ChemnitzDie Bundespolizei ist, grob gesagt, für die Sicherung unserer Grenzen sowie die Sicherheit auf Bahnhöfen und Flughäfen zuständig und nimmt in diesen Bereichen auch an der Kriminalitätsbekämpfung teil. Das ist nicht wenig, und dennoch kommt immer noch etwas hinzu. Zum Beispiel fünf Hundewelpen bei einer Fahrzeugkontrolle im Erzgebirge. Wie jetzt in einem Bericht der Bundespolizei Chemnitz zu lesen ist, fand die Kontrolle am Donnerstag an der B174 statt, bei dem Fahrzeug handelte es sich um einen „PKW Opel mit rumänischer Zulassung“, die „Nachschau im Kofferraum“ führte zur Entdeckung der flauschigen Ladung – fünf Malteser, zusammengepfercht in einer Hundetransportbox.

Malteser sind fröhliche, neugierige und verspielte Familienhunde. Die unternehmungslustigen, temperamentvollen Kraftpakete können unter Aufsicht auch problemlos mit Kindern spielen – sie gelten nicht als übertrieben aggressiv oder territorial, Fremden gegenüber verhalten sie sich eher scheu. Mit ihrer anschmiegsamen Art brauchen sie allerdings viel Zuwendung und Streicheleinheiten, um glücklich zu sein. Auch ist bei den bis zu 25 Zentimeter hohen, etwa vier Kilogramm schweren Flauschlingen eine intensive Fellpflege notwendig. Ein reinrassiger Welpe mit Impfungen und Gesundheitscheck kostet zwischen 1000 und 1500 Euro.

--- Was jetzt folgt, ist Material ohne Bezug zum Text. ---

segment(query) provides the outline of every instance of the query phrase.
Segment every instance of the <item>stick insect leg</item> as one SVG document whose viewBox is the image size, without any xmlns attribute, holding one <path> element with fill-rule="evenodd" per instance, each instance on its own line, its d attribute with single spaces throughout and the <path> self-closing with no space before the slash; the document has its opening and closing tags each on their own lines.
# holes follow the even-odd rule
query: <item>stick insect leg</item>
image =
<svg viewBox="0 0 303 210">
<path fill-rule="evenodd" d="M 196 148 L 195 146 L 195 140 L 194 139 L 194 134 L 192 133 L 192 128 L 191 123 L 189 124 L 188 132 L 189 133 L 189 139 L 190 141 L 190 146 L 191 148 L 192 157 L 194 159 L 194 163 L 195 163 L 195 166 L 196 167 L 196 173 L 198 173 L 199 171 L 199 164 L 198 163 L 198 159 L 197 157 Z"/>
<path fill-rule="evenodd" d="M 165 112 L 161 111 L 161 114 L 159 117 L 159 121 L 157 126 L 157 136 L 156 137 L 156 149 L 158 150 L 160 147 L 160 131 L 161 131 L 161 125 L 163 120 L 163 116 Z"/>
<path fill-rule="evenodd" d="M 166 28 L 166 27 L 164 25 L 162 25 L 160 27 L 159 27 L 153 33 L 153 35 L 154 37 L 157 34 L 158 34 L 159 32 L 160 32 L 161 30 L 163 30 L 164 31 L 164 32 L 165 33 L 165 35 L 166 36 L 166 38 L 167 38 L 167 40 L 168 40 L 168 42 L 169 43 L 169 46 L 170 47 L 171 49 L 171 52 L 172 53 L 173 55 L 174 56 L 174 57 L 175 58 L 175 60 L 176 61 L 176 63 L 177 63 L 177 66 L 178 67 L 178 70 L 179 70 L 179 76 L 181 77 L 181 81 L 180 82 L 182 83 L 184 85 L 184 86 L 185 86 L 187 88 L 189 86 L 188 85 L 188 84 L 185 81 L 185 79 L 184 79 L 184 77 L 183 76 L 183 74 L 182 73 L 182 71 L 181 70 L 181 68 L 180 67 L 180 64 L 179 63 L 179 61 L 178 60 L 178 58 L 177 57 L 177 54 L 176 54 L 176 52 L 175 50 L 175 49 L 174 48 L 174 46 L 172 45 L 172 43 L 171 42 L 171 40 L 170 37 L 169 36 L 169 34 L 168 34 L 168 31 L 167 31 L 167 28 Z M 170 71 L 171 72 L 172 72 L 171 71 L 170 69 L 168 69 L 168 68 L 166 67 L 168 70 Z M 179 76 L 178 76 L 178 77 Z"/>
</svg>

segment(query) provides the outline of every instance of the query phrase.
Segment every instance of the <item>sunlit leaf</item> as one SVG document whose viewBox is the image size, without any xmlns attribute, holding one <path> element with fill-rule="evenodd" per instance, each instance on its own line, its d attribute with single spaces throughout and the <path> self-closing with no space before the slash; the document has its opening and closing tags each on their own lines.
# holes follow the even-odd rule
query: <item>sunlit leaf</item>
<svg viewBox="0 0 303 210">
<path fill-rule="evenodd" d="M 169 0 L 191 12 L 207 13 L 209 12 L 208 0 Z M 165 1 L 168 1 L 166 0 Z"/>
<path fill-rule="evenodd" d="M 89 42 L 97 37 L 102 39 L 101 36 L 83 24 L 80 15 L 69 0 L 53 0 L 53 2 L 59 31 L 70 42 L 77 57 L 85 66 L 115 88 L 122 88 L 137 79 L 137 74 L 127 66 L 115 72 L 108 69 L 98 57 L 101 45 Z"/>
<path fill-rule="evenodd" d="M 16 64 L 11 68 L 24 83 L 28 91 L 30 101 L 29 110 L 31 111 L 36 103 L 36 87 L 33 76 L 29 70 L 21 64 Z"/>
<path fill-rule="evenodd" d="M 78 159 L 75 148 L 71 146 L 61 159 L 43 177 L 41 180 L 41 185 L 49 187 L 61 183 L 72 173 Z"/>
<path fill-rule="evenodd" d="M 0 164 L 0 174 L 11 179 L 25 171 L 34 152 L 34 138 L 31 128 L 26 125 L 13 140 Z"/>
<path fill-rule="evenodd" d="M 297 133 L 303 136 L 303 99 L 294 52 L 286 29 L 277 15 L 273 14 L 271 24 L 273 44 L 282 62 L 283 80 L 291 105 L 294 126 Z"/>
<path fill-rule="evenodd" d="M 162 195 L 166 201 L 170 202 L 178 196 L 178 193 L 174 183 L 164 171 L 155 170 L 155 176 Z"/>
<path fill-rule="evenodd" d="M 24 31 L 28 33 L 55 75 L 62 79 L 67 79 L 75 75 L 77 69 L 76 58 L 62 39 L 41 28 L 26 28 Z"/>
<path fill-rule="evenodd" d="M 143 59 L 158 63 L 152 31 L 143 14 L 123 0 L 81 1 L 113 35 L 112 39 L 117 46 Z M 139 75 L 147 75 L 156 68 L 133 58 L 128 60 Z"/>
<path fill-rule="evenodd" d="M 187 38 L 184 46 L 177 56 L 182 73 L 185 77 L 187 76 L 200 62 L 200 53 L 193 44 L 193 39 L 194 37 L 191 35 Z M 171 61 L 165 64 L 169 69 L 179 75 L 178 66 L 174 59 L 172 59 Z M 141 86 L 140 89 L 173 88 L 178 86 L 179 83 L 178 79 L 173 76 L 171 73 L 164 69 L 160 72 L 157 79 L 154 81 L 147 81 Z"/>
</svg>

Doch zurück ins Erzgebirge. Es stellte sich heraus, so die Bundespolizei, „dass die beiden rumänischen Fahrzeuginsassen (im Alter von 33 und 29 Jahren) keinerlei Papiere für die Welpen vorweisen konnten“. Die Beamten informierten zudem das zuständige Veterinäramt. Eine Ärztin kam vor Ort, um sich ein Bild vom Zustand der Hundezu machen. Dabei stellte sie fest, dass die Malteser höchstens fünf bis sechs Wochen alt sein können und somit für einen Transport viel zu jung sind. Sie ordnete die Sicherstellung der Tiere an und gab sie in die Obhut eines Tierheimes.

Gegen die Fahrzeuginsassen wird nun wegen des Verstoßes gegen die Tierschutz-Hundeverordnung ermittelt.